4. **Task Orderings**:
- In the population study, participants completed nine navigation tasks, rotating between explanation modalities.
- In the personalization study, participants completed six test tasks, with a balanced order of explanation selection strategies.
5. **Statistical Analyses**:
- ANOVA and Friedman’s tests were used to analyze the effects of different conditions on various metrics.
- Significant differences were found in explanation modality rankings, inappropriate compliance, consecutive mistakes, and consideration time.
6. **Additional Results**:
- Full pairwise comparisons between conditions were presented, showing significant differences in preference rankings, inappropriate compliance, and steps above optimal.
7. **Participant Briefing**:
- Participants were informed about the study, the role of the self-driving car, the different types of explanations, and the importance of following the correct directions.
The study aimed to understand how users can identify errant decisions from a digital assistant and how adaptive personalization can improve user experience.The supplementary material provides detailed information about the study on balancing preference and performance through adaptive personalized explainability in human-robot interaction. The study consists of two main components: a population study and a personalization study.
1. **Additional Domain Details**:
- Participants completed various surveys before and after the studies, including demographics, negative attitudes towards robots, mini-IPP personality survey, and experience with driving, robots, and decision trees.
- Post-study, participants completed additional surveys on robot trust, perceived workload, anthropomorphism, social competence, and explainability.
2. **Overall Study Flow**:
- **Population Study**: Participants completed consent forms, pre-surveys, demographic information, and training on a simulator. They then performed three tasks with each xAI modality (language, feature-importance, decision-trees) and provided preference rankings.
- **Personalization Study**: Participants completed consent forms, pre-surveys, demographic surveys, training, and calibration tasks. They were randomly assigned to either the adaptive personalization strategy or a baseline condition and completed three tasks with each strategy, providing preference rankings after each.
3. **Providing Incorrect Suggestions and Explanations**:
- Incorrect suggestions were provided as the opposite of the correct direction, with participants warned about this at the beginning.
- Incorrect explanations included "red-herring" features like weather, radio, sky, traffic, rush hour, or the president’s motorcade.
- Correct explanations focused on the shortest path, optimal route, and relevant details about the goal or obstacles.
4. **Task Orderings**:
- In the population study, participants completed nine navigation tasks, rotating between explanation modalities.
- In the personalization study, participants completed six test tasks, with a balanced order of explanation selection strategies.

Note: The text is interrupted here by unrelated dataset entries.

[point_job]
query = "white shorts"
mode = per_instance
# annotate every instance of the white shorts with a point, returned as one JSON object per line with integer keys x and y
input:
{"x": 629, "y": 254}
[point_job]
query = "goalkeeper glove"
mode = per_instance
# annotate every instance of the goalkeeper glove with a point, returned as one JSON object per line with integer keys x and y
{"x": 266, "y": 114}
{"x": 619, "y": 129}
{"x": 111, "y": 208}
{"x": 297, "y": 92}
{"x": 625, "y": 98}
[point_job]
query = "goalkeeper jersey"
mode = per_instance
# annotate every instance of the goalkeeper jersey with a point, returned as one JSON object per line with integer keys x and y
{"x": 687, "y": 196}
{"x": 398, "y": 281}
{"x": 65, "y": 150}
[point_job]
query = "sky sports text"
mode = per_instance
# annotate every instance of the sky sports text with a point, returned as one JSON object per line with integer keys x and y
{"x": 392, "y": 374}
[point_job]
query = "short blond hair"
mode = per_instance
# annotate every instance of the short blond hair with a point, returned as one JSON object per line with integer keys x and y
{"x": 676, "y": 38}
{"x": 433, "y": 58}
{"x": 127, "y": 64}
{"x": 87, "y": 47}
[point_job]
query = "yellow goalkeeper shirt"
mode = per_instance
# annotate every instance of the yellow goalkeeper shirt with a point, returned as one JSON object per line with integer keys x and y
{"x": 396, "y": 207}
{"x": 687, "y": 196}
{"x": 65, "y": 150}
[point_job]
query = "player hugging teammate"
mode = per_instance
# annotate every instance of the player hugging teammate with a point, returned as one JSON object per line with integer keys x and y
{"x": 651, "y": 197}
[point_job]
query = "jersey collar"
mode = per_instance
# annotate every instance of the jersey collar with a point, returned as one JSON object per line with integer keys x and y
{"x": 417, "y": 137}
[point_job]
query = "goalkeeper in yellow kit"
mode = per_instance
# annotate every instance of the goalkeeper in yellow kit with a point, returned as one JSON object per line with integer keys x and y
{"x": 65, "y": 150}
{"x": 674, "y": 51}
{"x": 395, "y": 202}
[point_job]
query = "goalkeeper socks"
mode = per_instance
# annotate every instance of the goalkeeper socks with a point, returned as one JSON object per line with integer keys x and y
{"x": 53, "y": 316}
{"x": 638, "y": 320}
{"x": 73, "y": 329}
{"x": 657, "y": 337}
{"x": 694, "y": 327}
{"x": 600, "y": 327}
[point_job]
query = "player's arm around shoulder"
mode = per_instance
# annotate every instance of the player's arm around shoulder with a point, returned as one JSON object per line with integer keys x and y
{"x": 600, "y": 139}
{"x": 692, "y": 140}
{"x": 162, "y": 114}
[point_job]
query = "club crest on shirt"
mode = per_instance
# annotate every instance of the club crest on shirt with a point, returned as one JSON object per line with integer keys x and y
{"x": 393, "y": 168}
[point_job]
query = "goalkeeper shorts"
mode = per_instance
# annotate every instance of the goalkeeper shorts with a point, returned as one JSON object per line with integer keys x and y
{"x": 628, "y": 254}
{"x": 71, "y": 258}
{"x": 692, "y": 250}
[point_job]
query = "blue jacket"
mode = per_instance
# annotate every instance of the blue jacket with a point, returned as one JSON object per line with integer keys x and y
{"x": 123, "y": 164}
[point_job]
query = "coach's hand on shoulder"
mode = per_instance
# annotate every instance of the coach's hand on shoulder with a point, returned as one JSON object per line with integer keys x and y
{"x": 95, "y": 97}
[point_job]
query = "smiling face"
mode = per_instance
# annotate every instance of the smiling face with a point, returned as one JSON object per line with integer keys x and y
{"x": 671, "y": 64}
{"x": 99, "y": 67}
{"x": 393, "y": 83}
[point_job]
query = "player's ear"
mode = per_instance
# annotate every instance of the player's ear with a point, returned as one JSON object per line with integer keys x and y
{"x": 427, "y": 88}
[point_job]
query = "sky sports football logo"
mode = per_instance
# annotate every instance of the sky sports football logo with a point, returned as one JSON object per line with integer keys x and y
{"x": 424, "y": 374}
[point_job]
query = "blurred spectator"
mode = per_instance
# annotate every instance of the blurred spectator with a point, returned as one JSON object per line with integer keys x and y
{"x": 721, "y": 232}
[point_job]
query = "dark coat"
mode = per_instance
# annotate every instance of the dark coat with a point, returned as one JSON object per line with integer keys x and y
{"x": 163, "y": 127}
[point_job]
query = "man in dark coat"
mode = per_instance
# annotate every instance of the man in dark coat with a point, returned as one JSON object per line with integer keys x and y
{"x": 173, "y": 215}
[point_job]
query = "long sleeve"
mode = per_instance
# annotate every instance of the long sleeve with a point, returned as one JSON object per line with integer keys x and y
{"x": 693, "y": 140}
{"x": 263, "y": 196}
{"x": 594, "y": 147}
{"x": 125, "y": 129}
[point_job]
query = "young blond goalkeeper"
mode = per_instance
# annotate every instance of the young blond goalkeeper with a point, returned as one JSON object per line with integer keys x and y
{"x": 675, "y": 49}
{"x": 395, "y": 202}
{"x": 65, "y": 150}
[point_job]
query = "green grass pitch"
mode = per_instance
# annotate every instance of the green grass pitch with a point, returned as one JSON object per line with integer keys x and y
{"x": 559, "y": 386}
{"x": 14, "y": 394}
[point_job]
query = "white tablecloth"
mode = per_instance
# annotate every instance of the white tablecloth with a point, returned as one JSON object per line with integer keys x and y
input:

5. **Statistical Analyses**:
- ANOVA and Friedman’s tests were used to analyze the effects of different conditions on various metrics.
- Significant differences were found in explanation modality rankings, inappropriate compliance, consecutive mistakes, and consideration time.

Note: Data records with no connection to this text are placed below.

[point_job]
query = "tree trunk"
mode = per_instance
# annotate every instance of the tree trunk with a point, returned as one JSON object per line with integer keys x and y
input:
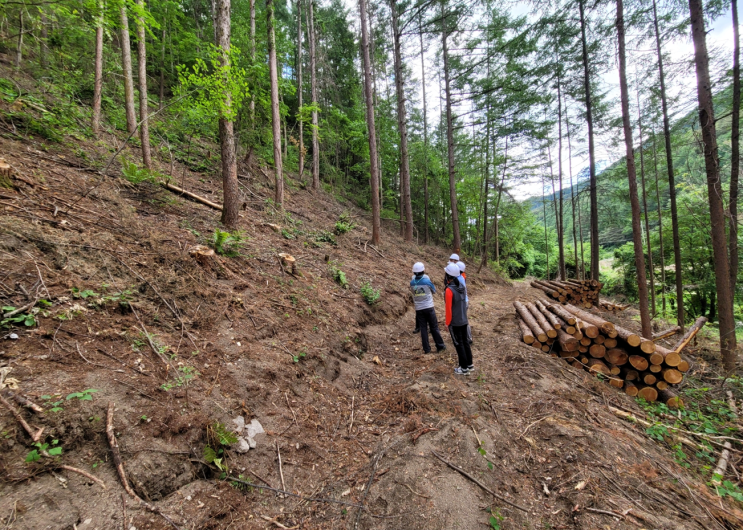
{"x": 402, "y": 127}
{"x": 712, "y": 165}
{"x": 144, "y": 127}
{"x": 299, "y": 87}
{"x": 660, "y": 231}
{"x": 671, "y": 179}
{"x": 376, "y": 226}
{"x": 642, "y": 287}
{"x": 231, "y": 192}
{"x": 560, "y": 234}
{"x": 735, "y": 155}
{"x": 126, "y": 60}
{"x": 313, "y": 94}
{"x": 591, "y": 158}
{"x": 457, "y": 243}
{"x": 275, "y": 109}
{"x": 425, "y": 130}
{"x": 98, "y": 85}
{"x": 651, "y": 269}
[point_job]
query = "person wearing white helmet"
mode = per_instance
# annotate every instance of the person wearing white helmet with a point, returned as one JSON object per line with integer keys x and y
{"x": 456, "y": 318}
{"x": 425, "y": 315}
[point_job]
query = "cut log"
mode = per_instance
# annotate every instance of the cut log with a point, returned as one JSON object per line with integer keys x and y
{"x": 617, "y": 356}
{"x": 630, "y": 388}
{"x": 526, "y": 334}
{"x": 666, "y": 333}
{"x": 638, "y": 362}
{"x": 526, "y": 315}
{"x": 690, "y": 334}
{"x": 672, "y": 376}
{"x": 542, "y": 321}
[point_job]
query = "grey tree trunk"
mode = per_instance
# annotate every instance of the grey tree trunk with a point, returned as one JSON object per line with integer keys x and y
{"x": 402, "y": 128}
{"x": 671, "y": 179}
{"x": 144, "y": 127}
{"x": 642, "y": 286}
{"x": 98, "y": 83}
{"x": 231, "y": 192}
{"x": 376, "y": 223}
{"x": 313, "y": 94}
{"x": 712, "y": 165}
{"x": 457, "y": 243}
{"x": 275, "y": 109}
{"x": 126, "y": 61}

6. **Additional Results**:
- Full pairwise comparisons between conditions were presented, showing significant differences in preference rankings, inappropriate compliance, and steps above optimal.
7. **Participant Briefing**:
- Participants were informed about the study, the role of the self-driving car, the different types of explanations, and the importance of following the correct directions.
The study aimed to understand how users can identify errant decisions from a digital assistant and how adaptive personalization can improve user experience.